This argument seems to convince many people, but not physicists. Indeed, even Daseler finds it hard to refute. But there are many alternative explanations save Murray’s view that the parameters of physics were chosen by God to allow his favorite species to evolve. There could be multiple universes with different physical parameters; most of the Universe is not conducive to life; or there could be a reason we don’t understand why the physical parameters are what they are, and are somehow interlinked. The best answer is “we don’t know,” but Murray thinks that one alternative—the Christian God—is the most parsimonious answer.  But of course he wants to believe in God, and since we have no other evidence for a supreme being, it’s not so parsimonious after all.
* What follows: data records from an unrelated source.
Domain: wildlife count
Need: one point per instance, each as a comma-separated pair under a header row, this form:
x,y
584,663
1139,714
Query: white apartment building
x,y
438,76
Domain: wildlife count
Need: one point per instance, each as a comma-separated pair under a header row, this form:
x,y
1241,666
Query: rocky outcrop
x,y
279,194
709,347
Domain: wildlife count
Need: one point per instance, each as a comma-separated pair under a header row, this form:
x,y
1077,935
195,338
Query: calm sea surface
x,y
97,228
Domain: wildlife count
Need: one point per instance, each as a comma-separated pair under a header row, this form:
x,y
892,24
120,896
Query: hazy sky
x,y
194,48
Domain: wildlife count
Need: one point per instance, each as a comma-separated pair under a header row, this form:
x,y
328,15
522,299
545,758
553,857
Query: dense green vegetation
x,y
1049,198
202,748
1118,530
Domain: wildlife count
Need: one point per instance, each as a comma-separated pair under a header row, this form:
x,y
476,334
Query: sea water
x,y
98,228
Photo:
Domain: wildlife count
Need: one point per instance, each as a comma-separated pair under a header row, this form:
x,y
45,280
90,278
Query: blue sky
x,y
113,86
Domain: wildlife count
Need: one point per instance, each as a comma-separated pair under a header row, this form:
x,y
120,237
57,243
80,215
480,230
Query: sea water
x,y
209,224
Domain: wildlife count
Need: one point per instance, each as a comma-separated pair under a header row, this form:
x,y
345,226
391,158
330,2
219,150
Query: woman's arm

e.) There is evidence that the Gospels are factually true.

Anyone who’s studied religious history with an open mind knows this is bogus, for the canonical gospels were written well after Jesus’s death, and by people who had never met the purported Savior.  Murray does some mental gymnastics to obviate this, but he isn’t successful. And, as Daseler points out, the New Testament is full of mistakes (so is the Old Testament: there was, for example, no exodus of the Jews from Egypt).  Here’s a handy list provided by Daseler:

  • There was no census during the reign of Caesar Augustus for which citizens had to return to their ancestral homes, as the Gospel of Luke maintains.
  • Cyrenius was not the governor of Syria at the time of Jesus’s birth.
  • There’s no record, outside the Gospel of Matthew, of Herod the Great slaughtering hundreds of newborn babies.
  • When Jesus quotes the Old Testament in the Sermon on the Mount, he quotes from the Septuagint, which was written in Greek, a language neither he nor his listeners spoke.
  • The Romans didn’t allow the Jewish Council to meet at night.
  • By law, capital trials of the kind Jesus underwent had to be conducted over two days, and never on a Sabbath or holy day.
  • There was no tradition of releasing a prisoner to the Jewish people before Passover. The notion that Pontius Pilate, a notoriously ruthless governor, would have released Barabbas, a murderous insurrectionist, is highly unlikely.
  • Crucified criminals were commonly left on their crosses for days, as a warning to would-be malefactors, then dumped in mass graves, not promptly taken down and buried in rich men’s tombs.

And this is to say nothing of the supernatural events described in the gospels, such as Matthew’s report that, after the crucifixion, “the graves were opened; and many bodies of the saints which slept arose, And came out of the graves after his resurrection, and went into the holy city, and appeared unto many,” an incident that, had it actually occurred, would certainly have been recorded by additional sources. Likewise, there are scenes that, logically, must have been invented. If Jesus and Pilate had a private conversation together just before Jesus died, how does the author of the Gospel of John know what they said? And if Matthew and Luke actually witnessed the events they describe, why did they feel the need to plagiarise so many passages word-for-word from Mark?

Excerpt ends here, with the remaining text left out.